Il y a dans le pays de Montfermeil une superstition très ancienne, d'autant plus curieuse et d'autant plus précieuse qu'une superstition populaire dans le voisinage de Paris est comme un aloès en Sibérie. Nous sommes de ceux qui respectent tout ce qui est à l'état de plante rare. Voici donc la superstition de Montfermeil.

On croit que le diable a, de temps immémorial, choisi la forêt pour y cacher ses trésors. Les bonnes femmes affirment qu'il n'est pas rare de rencontrer, à la chute du jour, dans les endroits écartés du bois, un homme noir, ayant la mine d'un charretier ou d'un bûcheron, chaussé de sabots, vêtu d'un pantalon et d'un sarrau de toile, et reconnaissable en ce qu'au lieu de bonnet ou de chapeau il a deux immenses cornes sur la tête. Ceci doit le rendre reconnaissable en effet. Cet homme est habituellement occupé à creuser un trou.

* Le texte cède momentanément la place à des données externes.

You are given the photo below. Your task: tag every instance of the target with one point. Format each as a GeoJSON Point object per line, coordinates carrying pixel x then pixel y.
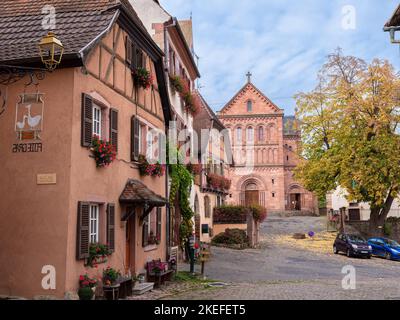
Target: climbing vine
{"type": "Point", "coordinates": [181, 182]}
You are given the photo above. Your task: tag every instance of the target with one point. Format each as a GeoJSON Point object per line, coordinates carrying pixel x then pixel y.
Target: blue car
{"type": "Point", "coordinates": [386, 248]}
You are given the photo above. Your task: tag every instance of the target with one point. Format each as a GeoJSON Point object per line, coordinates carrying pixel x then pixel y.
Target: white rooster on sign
{"type": "Point", "coordinates": [21, 125]}
{"type": "Point", "coordinates": [32, 121]}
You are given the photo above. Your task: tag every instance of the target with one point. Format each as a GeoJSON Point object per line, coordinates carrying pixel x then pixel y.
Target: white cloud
{"type": "Point", "coordinates": [283, 43]}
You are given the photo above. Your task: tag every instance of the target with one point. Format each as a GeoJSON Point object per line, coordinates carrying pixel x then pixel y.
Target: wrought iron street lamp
{"type": "Point", "coordinates": [51, 51]}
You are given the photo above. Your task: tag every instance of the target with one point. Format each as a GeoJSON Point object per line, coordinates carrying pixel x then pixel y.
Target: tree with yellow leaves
{"type": "Point", "coordinates": [350, 133]}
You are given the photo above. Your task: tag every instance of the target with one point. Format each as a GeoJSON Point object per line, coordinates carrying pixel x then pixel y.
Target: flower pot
{"type": "Point", "coordinates": [111, 292]}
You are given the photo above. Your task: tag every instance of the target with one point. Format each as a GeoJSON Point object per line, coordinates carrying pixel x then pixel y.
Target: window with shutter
{"type": "Point", "coordinates": [111, 226]}
{"type": "Point", "coordinates": [87, 120]}
{"type": "Point", "coordinates": [145, 232]}
{"type": "Point", "coordinates": [128, 51]}
{"type": "Point", "coordinates": [82, 243]}
{"type": "Point", "coordinates": [114, 128]}
{"type": "Point", "coordinates": [158, 233]}
{"type": "Point", "coordinates": [135, 139]}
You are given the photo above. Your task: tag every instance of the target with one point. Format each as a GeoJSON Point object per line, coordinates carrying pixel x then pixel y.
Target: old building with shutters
{"type": "Point", "coordinates": [212, 186]}
{"type": "Point", "coordinates": [264, 146]}
{"type": "Point", "coordinates": [54, 201]}
{"type": "Point", "coordinates": [175, 38]}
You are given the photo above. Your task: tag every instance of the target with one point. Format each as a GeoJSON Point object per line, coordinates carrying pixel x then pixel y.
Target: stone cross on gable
{"type": "Point", "coordinates": [249, 76]}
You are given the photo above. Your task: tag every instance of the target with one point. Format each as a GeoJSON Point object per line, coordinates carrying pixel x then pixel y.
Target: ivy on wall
{"type": "Point", "coordinates": [181, 183]}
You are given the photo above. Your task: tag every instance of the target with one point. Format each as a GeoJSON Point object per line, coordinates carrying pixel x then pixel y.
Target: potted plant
{"type": "Point", "coordinates": [110, 284]}
{"type": "Point", "coordinates": [98, 253]}
{"type": "Point", "coordinates": [87, 287]}
{"type": "Point", "coordinates": [152, 239]}
{"type": "Point", "coordinates": [142, 77]}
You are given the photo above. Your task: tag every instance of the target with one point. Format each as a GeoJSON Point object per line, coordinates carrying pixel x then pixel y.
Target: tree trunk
{"type": "Point", "coordinates": [374, 222]}
{"type": "Point", "coordinates": [378, 217]}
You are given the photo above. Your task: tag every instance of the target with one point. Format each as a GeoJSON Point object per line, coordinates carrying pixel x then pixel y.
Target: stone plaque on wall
{"type": "Point", "coordinates": [46, 179]}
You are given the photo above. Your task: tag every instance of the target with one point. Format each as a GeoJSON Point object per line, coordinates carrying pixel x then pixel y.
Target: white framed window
{"type": "Point", "coordinates": [249, 106]}
{"type": "Point", "coordinates": [239, 135]}
{"type": "Point", "coordinates": [94, 223]}
{"type": "Point", "coordinates": [97, 121]}
{"type": "Point", "coordinates": [250, 134]}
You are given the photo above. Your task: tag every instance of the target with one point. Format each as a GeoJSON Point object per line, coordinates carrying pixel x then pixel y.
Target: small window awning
{"type": "Point", "coordinates": [137, 194]}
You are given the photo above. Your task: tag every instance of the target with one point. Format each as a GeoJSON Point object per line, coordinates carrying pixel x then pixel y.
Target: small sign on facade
{"type": "Point", "coordinates": [46, 179]}
{"type": "Point", "coordinates": [29, 116]}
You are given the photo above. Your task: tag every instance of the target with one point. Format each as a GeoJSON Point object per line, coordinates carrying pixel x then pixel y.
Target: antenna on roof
{"type": "Point", "coordinates": [249, 76]}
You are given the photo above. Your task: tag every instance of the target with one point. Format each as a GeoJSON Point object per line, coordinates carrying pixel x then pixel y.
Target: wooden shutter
{"type": "Point", "coordinates": [87, 120]}
{"type": "Point", "coordinates": [158, 235]}
{"type": "Point", "coordinates": [135, 128]}
{"type": "Point", "coordinates": [111, 226]}
{"type": "Point", "coordinates": [128, 48]}
{"type": "Point", "coordinates": [114, 128]}
{"type": "Point", "coordinates": [82, 237]}
{"type": "Point", "coordinates": [145, 231]}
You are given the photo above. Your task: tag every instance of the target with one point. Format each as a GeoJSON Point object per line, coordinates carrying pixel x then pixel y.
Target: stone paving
{"type": "Point", "coordinates": [286, 273]}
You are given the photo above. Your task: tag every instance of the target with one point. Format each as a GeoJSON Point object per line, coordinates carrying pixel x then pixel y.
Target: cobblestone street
{"type": "Point", "coordinates": [280, 272]}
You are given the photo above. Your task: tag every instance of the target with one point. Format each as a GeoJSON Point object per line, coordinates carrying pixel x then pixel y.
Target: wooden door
{"type": "Point", "coordinates": [129, 245]}
{"type": "Point", "coordinates": [252, 197]}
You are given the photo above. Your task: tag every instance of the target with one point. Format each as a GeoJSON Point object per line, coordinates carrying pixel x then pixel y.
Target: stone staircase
{"type": "Point", "coordinates": [292, 213]}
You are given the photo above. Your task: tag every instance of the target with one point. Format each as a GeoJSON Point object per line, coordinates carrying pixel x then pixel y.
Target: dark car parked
{"type": "Point", "coordinates": [386, 248]}
{"type": "Point", "coordinates": [352, 245]}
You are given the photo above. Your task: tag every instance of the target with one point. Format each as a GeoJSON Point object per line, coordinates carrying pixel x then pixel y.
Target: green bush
{"type": "Point", "coordinates": [387, 229]}
{"type": "Point", "coordinates": [231, 236]}
{"type": "Point", "coordinates": [259, 213]}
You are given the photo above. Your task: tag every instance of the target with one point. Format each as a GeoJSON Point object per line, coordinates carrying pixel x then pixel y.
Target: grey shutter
{"type": "Point", "coordinates": [111, 226]}
{"type": "Point", "coordinates": [87, 120]}
{"type": "Point", "coordinates": [128, 54]}
{"type": "Point", "coordinates": [82, 237]}
{"type": "Point", "coordinates": [114, 128]}
{"type": "Point", "coordinates": [135, 128]}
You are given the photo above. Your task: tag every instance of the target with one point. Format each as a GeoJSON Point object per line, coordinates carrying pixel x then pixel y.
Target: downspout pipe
{"type": "Point", "coordinates": [392, 31]}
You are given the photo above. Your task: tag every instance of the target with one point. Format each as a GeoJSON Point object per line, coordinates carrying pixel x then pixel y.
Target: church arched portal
{"type": "Point", "coordinates": [251, 193]}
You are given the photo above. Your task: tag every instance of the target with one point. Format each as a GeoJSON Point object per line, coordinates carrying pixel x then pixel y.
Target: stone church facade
{"type": "Point", "coordinates": [264, 146]}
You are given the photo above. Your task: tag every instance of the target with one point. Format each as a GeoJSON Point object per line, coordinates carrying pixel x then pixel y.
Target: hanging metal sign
{"type": "Point", "coordinates": [29, 116]}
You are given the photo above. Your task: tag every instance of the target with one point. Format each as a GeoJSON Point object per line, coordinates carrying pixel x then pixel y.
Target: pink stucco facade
{"type": "Point", "coordinates": [264, 146]}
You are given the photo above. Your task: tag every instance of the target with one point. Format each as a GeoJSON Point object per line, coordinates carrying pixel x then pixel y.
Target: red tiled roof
{"type": "Point", "coordinates": [136, 192]}
{"type": "Point", "coordinates": [394, 21]}
{"type": "Point", "coordinates": [77, 24]}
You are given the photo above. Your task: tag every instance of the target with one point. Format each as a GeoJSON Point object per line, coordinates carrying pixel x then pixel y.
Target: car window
{"type": "Point", "coordinates": [392, 243]}
{"type": "Point", "coordinates": [356, 239]}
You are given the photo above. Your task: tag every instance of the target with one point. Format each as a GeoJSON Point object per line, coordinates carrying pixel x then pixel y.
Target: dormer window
{"type": "Point", "coordinates": [249, 106]}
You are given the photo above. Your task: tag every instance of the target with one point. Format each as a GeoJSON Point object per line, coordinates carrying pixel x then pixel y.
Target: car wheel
{"type": "Point", "coordinates": [335, 250]}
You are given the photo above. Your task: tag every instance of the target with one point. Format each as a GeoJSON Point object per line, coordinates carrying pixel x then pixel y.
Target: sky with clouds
{"type": "Point", "coordinates": [282, 42]}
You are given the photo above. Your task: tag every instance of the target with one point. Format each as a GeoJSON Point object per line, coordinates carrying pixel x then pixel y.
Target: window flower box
{"type": "Point", "coordinates": [142, 78]}
{"type": "Point", "coordinates": [218, 182]}
{"type": "Point", "coordinates": [103, 152]}
{"type": "Point", "coordinates": [192, 102]}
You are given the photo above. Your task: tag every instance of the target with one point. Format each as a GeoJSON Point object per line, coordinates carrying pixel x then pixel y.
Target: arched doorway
{"type": "Point", "coordinates": [295, 198]}
{"type": "Point", "coordinates": [251, 194]}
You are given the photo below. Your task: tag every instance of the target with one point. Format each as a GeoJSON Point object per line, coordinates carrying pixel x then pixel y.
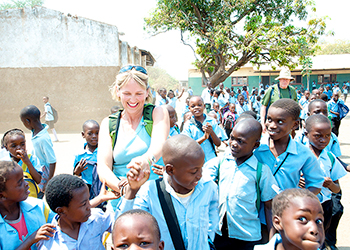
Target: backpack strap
{"type": "Point", "coordinates": [258, 178]}
{"type": "Point", "coordinates": [170, 215]}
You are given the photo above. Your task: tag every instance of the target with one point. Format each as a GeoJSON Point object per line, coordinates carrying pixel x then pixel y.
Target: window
{"type": "Point", "coordinates": [239, 81]}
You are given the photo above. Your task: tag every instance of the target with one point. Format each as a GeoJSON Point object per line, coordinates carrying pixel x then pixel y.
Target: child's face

Il y a trois manières de tirer parti de cette rencontre. La première, c'est d'aborder l'homme et de lui parler. Alors on s'aperçoit que cet homme est tout bonnement un paysan, qu'il paraît noir parce qu'on est au crépuscule, qu'il ne creuse pas le moindre trou, mais qu'il coupe de l'herbe pour ses vaches, et que ce qu'on avait pris pour des cornes n'est autre chose qu'une fourche à fumier qu'il porte sur son dos et dont les dents, grâce à la perspective du soir, semblaient lui sortir de la tête. On rentre chez soi, et l'on meurt dans la semaine.

La seconde manière, c'est de l'observer, d'attendre qu'il ait creusé son trou, qu'il l'ait refermé et qu'il s'en soit allé; puis de courir bien vite à la fosse, de la rouvrir et d'y prendre le "trésor" que l'homme noir y a nécessairement déposé. En ce cas, on meurt dans le mois.

Enfin la troisième manière, c'est de ne point parler à l'homme noir, de ne point le regarder, et de s'enfuir à toutes jambes. On meurt dans l'année.